Debe existir una palabra para nombrar el vértigo que embarga a quien mira el cielo en toda su vasta amplitud. El arriba, suerte de acertijo de bizcos, tuerce cuellos a voluntad. Revela la inanidad de cualquier pensamiento humano. Toda cavilación, abovedada bajo la cerradura de la premeditación, resulta descubierta en su flaqueza, cuando nuestros ojos desorbitados se asoman al interminable talante de todo cuanto flota sobre nuestras cabezas.

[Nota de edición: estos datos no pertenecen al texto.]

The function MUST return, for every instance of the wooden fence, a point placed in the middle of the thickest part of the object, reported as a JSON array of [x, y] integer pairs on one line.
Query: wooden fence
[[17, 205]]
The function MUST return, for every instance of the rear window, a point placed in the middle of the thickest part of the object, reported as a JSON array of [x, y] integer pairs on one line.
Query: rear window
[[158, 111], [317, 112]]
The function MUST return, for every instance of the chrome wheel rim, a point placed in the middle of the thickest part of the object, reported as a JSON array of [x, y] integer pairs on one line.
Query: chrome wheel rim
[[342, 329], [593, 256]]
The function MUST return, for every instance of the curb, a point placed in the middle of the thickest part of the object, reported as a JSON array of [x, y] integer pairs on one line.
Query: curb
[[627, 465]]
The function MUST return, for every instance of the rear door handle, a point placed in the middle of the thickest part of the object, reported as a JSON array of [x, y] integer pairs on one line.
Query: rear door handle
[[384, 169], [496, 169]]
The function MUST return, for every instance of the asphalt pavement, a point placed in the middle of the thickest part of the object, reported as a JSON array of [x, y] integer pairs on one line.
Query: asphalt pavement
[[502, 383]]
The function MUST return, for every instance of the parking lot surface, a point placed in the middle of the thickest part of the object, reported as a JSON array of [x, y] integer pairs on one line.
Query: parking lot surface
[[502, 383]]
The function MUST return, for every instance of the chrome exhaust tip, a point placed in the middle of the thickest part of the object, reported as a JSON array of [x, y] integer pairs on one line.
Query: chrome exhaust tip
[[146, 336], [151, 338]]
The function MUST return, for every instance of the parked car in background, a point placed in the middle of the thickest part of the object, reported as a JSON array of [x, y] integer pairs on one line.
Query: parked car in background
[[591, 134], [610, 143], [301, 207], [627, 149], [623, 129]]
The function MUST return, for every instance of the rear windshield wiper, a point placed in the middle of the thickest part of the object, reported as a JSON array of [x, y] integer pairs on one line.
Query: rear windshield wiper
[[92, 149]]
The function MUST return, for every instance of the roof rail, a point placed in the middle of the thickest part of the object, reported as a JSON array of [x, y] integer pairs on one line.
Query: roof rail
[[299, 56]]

Contemplar la danza de las nubes a la deriva hipnotiza hasta la imaginación más gris. Con pasmo asistimos a nuestra vanidad hecha trizas y damos cobijo, sin saberlo, a la indisciplina del abismo aplastante que nos sirve de techo. Nuestros deseos, sin cabalgadura, se encumbran a la sombra de esos cirros de enfilada ingravidez. Quiero irme a la caza del olvido de mis pies y no volver a "pisar la tierra". Anhelo dormir arrullado por los hábitos vocingleros del viento seco y las lágrimas bien escurridas de mis párpados entumecidos. Salvaje espejismo, que para cegarme, se vale del esplendor peregrino de un rayo de sol y el hastío de pertenecer al mundo.